Он радовался, как мальчишка, потому что ему удалось-таки через верных людей определить жену в больницу выше — на триста восемнадцатый, и когда Мельников однажды осторожно ему сказал: «Егор, я бы не советовал отправлять Варю туда, там сейчас главврачом Некрасова назначили», он лишь дёрнул плечом, отгоняя слова и тревогу в голосе Мельникова, как досадливую мошку.

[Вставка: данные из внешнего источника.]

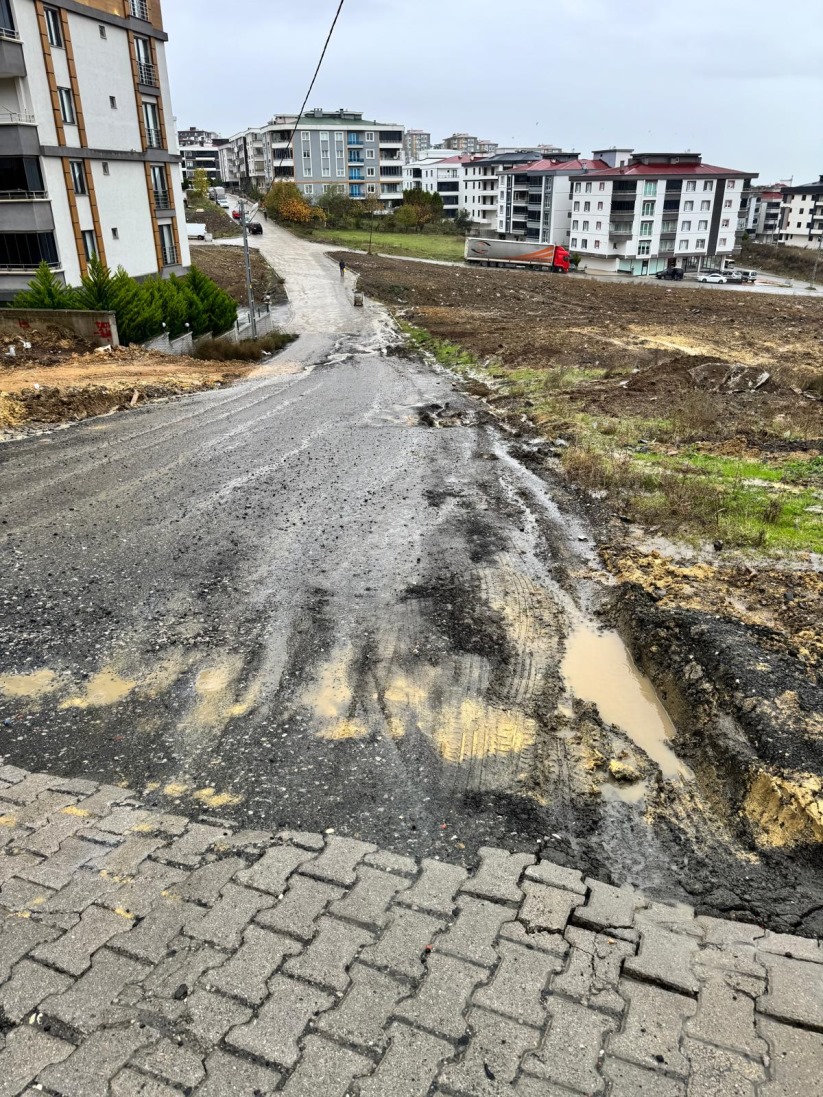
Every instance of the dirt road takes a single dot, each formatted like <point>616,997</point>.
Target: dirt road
<point>334,597</point>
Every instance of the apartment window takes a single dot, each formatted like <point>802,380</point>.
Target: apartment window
<point>90,245</point>
<point>78,177</point>
<point>67,105</point>
<point>54,30</point>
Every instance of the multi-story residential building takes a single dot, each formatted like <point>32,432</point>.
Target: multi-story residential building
<point>632,213</point>
<point>89,159</point>
<point>415,143</point>
<point>470,145</point>
<point>329,150</point>
<point>801,215</point>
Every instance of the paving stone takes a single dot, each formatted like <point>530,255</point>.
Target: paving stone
<point>653,1027</point>
<point>245,975</point>
<point>493,1056</point>
<point>717,1072</point>
<point>96,1061</point>
<point>330,953</point>
<point>173,1063</point>
<point>409,1066</point>
<point>665,958</point>
<point>547,907</point>
<point>18,937</point>
<point>593,972</point>
<point>149,939</point>
<point>272,1036</point>
<point>725,1014</point>
<point>56,871</point>
<point>225,922</point>
<point>518,985</point>
<point>369,900</point>
<point>435,890</point>
<point>441,1001</point>
<point>607,907</point>
<point>795,1062</point>
<point>392,862</point>
<point>338,861</point>
<point>795,992</point>
<point>326,1069</point>
<point>628,1079</point>
<point>297,911</point>
<point>571,1051</point>
<point>204,885</point>
<point>362,1016</point>
<point>238,1077</point>
<point>274,868</point>
<point>189,849</point>
<point>207,1017</point>
<point>27,1051</point>
<point>89,1003</point>
<point>30,983</point>
<point>402,946</point>
<point>474,930</point>
<point>792,948</point>
<point>74,950</point>
<point>556,875</point>
<point>128,1083</point>
<point>498,874</point>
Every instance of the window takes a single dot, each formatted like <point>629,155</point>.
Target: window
<point>78,177</point>
<point>90,245</point>
<point>54,29</point>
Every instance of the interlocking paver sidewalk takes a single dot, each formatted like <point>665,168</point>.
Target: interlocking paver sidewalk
<point>145,953</point>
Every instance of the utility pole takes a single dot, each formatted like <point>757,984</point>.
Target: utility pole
<point>247,257</point>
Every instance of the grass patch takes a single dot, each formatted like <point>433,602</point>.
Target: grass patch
<point>246,350</point>
<point>416,245</point>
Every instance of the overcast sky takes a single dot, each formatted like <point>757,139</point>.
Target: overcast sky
<point>739,80</point>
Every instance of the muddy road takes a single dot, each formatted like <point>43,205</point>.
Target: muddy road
<point>333,598</point>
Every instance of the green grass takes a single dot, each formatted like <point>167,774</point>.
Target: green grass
<point>417,245</point>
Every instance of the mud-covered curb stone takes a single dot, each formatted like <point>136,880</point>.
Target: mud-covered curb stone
<point>142,951</point>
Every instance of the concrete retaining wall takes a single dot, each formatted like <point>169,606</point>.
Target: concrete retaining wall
<point>99,328</point>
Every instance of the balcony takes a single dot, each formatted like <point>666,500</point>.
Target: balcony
<point>147,75</point>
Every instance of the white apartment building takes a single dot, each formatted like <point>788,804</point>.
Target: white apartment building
<point>336,150</point>
<point>89,160</point>
<point>801,215</point>
<point>632,213</point>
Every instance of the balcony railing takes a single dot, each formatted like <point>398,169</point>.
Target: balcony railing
<point>147,75</point>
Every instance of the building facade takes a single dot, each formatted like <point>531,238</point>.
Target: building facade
<point>337,151</point>
<point>88,151</point>
<point>632,213</point>
<point>801,215</point>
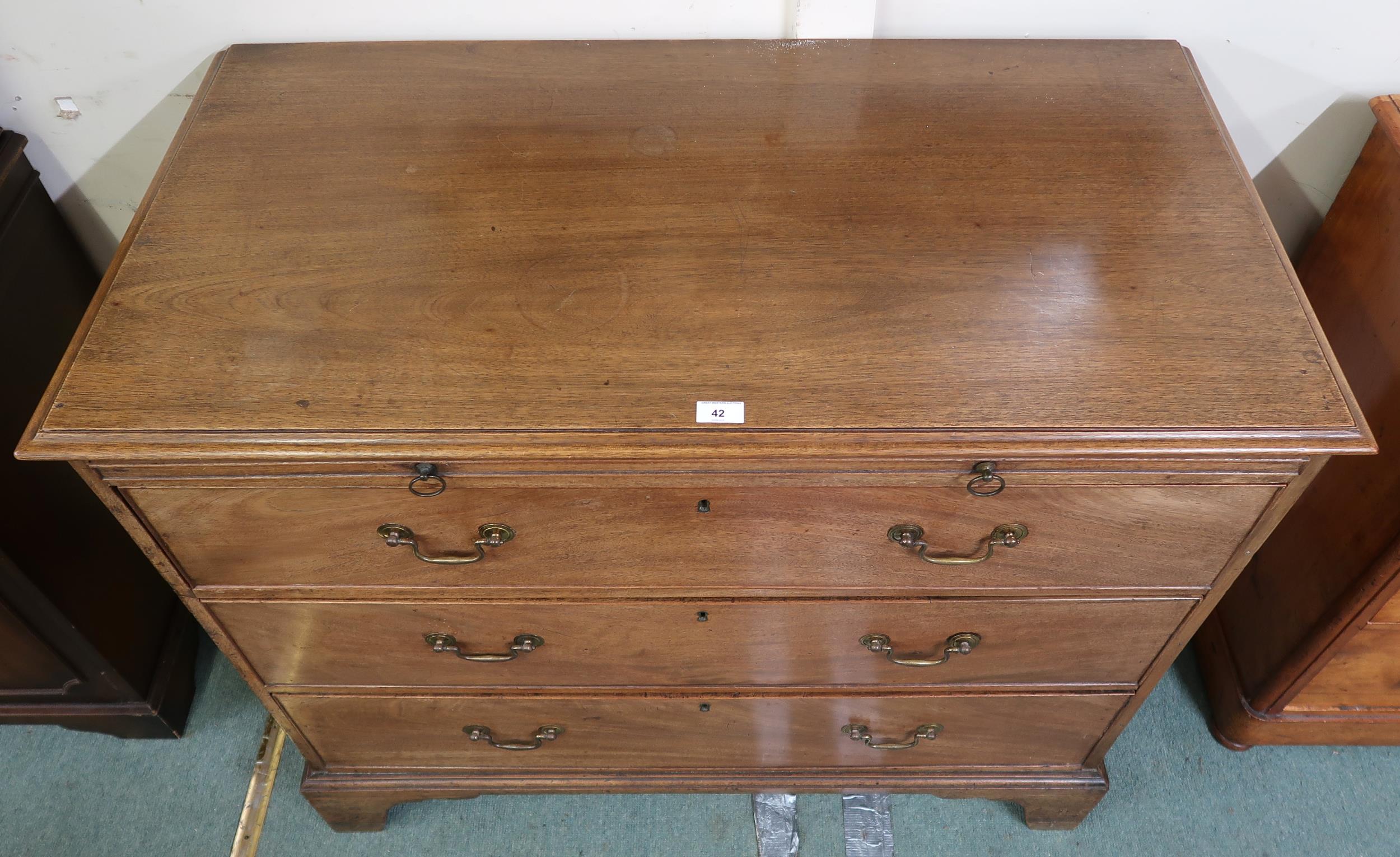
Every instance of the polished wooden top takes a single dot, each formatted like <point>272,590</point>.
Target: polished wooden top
<point>357,243</point>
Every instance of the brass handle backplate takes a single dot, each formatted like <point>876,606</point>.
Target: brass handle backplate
<point>861,733</point>
<point>959,643</point>
<point>541,735</point>
<point>520,645</point>
<point>912,535</point>
<point>429,482</point>
<point>493,535</point>
<point>986,483</point>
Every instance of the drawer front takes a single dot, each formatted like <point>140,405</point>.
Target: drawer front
<point>1066,642</point>
<point>822,538</point>
<point>670,734</point>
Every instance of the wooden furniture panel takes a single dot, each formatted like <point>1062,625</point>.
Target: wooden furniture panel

Варе было уже тридцать пять, и беременность давалась ей нелегко. Сильный токсикоз, который мучил её с первых же недель, выворачивая наизнанку и превращая в ходячую тень, её по-мальчишечьи узкие бёдра, плюс перенесенная операция, всё это оставляло мало шансов, чтобы родить самостоятельно.
— Егорка, давай я всё же сама, как все, — предлагала Варя своим тоненьким птичьим голоском, но Егор с негодованием отвергал любые подобные предложения.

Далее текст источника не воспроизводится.